Program Details: China
Sixteen-year-old Hu Yan, the daughter of a migrant family, is enrolled at the Dandelion School on the outskirts of burgeoning Beijing. Photo: Thatcher Cook for Mercy Corps
Behind the headlines about China's skyrocketing economic growth and thriving middle class is a more complicated story of entire regions that continue to live in desperate poverty. More than 160 million Chinese are still living on less that one dollar per day, often without access to clean water, arable land, or adequate health and education services.
Mercy Corps is committed to working with those who have not yet seen the benefits of China's economic growth. Since 2001, Mercy Corps has been investing in vulnerable communities through microfinance programs that offer start-up capital and technical assistance to enterprising low-income people.
The agency's goal in China is to foster the development of new and existing civil society initiatives, as well as building and strengthening the capacity of local non-governmental organizations for responses to domestic and regional needs. Mercy Corps also seeks to develop strong networks and links among the business, academic and public sectors, all with the aim of promoting good governance and corporate social responsibility, bringing peace and stability to the broader East Asia region.
So far, approximately 60,000 people in China have benefited from Mercy Corps' small loans and training, using that support to turn their aspirations into assets.
Programs in Focus
Project G.L.O.W.: Giving Leadership Opportunities to Young Women
With support from the Nike Foundation, Mercy Corps is addressing key social issues for youth of the Yi ethnic minority group in Sichuan Province. We are working together with the Liangshan Yi For Empowerment (LYFE) Center, a local non-governmental organization, to equip and empower Yi adolescent girls with the life skills, health awareness and economic options necessary to cope and move beyond the challenges of urban migration and the growing HIV/AIDS epidemic.
The project targets adolescent girls ages 10-18 with activities that focus on education, economic opportunities and health.
School to Work Project: Opportunities for Urban Migrant Youth
The School to Work Project will provide employment skills and livelihood options to migrant youth living in poverty in China's economically thriving city of Beijing. Increasing numbers of families have moved to the city with the hope of escaping the cycle of poverty in China's rural villages. These families are scrambling to stay afloat and are operating without safety nets. Their children are marginalized by these conditions, and without targeted interventions face a future of poverty and insecurity.
Mercy Corps and the local non-profit Dandelion School - the only secondary school in Beijing serving adolescent migrant youth - have partnered to improve the quality of life and economic future of 50 youth (aged 14-18) through intensive vocational/life skills training and apprenticeships.
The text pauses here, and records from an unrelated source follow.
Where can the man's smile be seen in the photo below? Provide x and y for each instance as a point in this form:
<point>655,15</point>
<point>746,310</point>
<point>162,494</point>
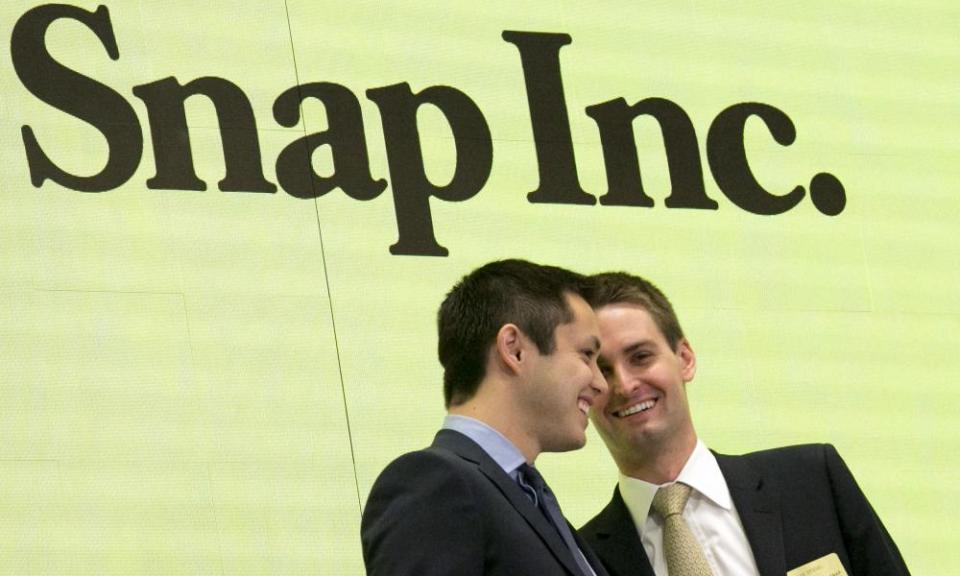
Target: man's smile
<point>636,408</point>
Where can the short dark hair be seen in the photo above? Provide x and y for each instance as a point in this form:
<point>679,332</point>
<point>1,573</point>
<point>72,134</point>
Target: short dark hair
<point>529,295</point>
<point>619,287</point>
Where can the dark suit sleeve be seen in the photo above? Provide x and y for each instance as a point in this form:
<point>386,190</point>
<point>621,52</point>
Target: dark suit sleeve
<point>420,520</point>
<point>871,550</point>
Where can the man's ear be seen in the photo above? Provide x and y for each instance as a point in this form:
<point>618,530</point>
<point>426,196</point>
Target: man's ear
<point>688,360</point>
<point>510,347</point>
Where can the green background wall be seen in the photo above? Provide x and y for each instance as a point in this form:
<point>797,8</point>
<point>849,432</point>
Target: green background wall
<point>209,382</point>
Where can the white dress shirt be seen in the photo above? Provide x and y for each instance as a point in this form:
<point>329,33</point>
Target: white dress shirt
<point>710,513</point>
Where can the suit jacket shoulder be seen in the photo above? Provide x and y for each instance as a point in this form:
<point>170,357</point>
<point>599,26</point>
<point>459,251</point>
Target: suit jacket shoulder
<point>451,510</point>
<point>796,504</point>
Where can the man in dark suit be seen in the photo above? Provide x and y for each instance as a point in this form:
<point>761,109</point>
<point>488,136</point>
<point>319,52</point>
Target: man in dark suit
<point>518,345</point>
<point>795,510</point>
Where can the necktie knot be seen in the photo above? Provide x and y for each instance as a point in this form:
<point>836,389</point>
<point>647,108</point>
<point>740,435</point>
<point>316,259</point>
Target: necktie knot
<point>671,499</point>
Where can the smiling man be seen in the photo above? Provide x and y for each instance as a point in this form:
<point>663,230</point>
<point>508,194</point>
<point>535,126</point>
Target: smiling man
<point>519,346</point>
<point>681,509</point>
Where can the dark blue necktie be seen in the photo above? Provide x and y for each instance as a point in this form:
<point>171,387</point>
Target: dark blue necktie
<point>536,488</point>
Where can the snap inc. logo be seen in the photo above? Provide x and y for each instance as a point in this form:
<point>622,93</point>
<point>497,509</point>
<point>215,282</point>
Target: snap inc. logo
<point>108,112</point>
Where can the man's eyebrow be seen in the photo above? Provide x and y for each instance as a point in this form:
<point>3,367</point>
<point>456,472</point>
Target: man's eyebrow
<point>595,343</point>
<point>631,348</point>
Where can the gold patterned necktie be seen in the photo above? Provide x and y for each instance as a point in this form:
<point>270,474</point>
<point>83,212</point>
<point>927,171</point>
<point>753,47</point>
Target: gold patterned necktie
<point>682,550</point>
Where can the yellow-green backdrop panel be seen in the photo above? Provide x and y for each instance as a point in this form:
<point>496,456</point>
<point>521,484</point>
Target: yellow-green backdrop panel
<point>209,382</point>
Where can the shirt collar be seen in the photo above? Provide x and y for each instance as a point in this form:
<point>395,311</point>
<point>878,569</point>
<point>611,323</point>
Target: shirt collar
<point>495,444</point>
<point>701,472</point>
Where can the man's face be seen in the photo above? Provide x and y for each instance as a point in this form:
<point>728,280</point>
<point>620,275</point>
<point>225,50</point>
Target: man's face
<point>564,384</point>
<point>645,408</point>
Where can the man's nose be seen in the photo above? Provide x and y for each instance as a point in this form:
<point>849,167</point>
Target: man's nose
<point>623,382</point>
<point>599,383</point>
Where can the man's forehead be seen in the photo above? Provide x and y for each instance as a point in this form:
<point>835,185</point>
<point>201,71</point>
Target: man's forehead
<point>627,325</point>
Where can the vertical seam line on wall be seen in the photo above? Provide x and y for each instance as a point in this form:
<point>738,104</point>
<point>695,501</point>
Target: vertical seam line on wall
<point>326,275</point>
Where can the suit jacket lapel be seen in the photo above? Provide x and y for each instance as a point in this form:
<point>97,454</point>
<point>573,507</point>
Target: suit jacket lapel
<point>758,505</point>
<point>615,539</point>
<point>470,450</point>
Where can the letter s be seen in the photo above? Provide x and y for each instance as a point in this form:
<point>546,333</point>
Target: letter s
<point>77,95</point>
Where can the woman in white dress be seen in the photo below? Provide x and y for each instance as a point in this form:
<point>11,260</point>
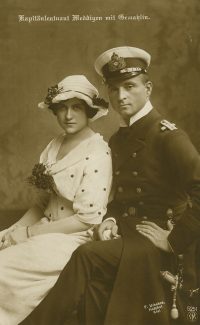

The project has the expressed support of the Beijing Department of Labor, which is looking to replicate and scale up this model into other schools and community centers serving migrant families in Beijing.
Rural Community Development for Poverty Alleviation in Liuzhi, Guizhou
Mercy Corps is assisting rural farming communities in this impoverished part of China through the provision of micro-loans and vocational training to farmers living under the poverty line. This project provides capacity-building support to a local partner organization, China Foundation for Poverty Alleviation (CFPA), enabling it to serve a client base of more than 8,000 beneficiaries and achieve operational self-sufficiency in four years.
Rural Community Development for Poverty Alleviation in Xiapu, Fujian
The program aims to significantly reduce poverty and support the development of a viable microfinance institution in Xiapu County, Fujian Province over a four year period. At the same time, it seeks to strengthen the capacity of both CFPA and local staff through the provision of training in internationally accepted best practices and technical assistance. The project increases available funding for microfinance loans, creating viable livelihood opportunities for 1,200 low-income households in the rural county of Xiapu.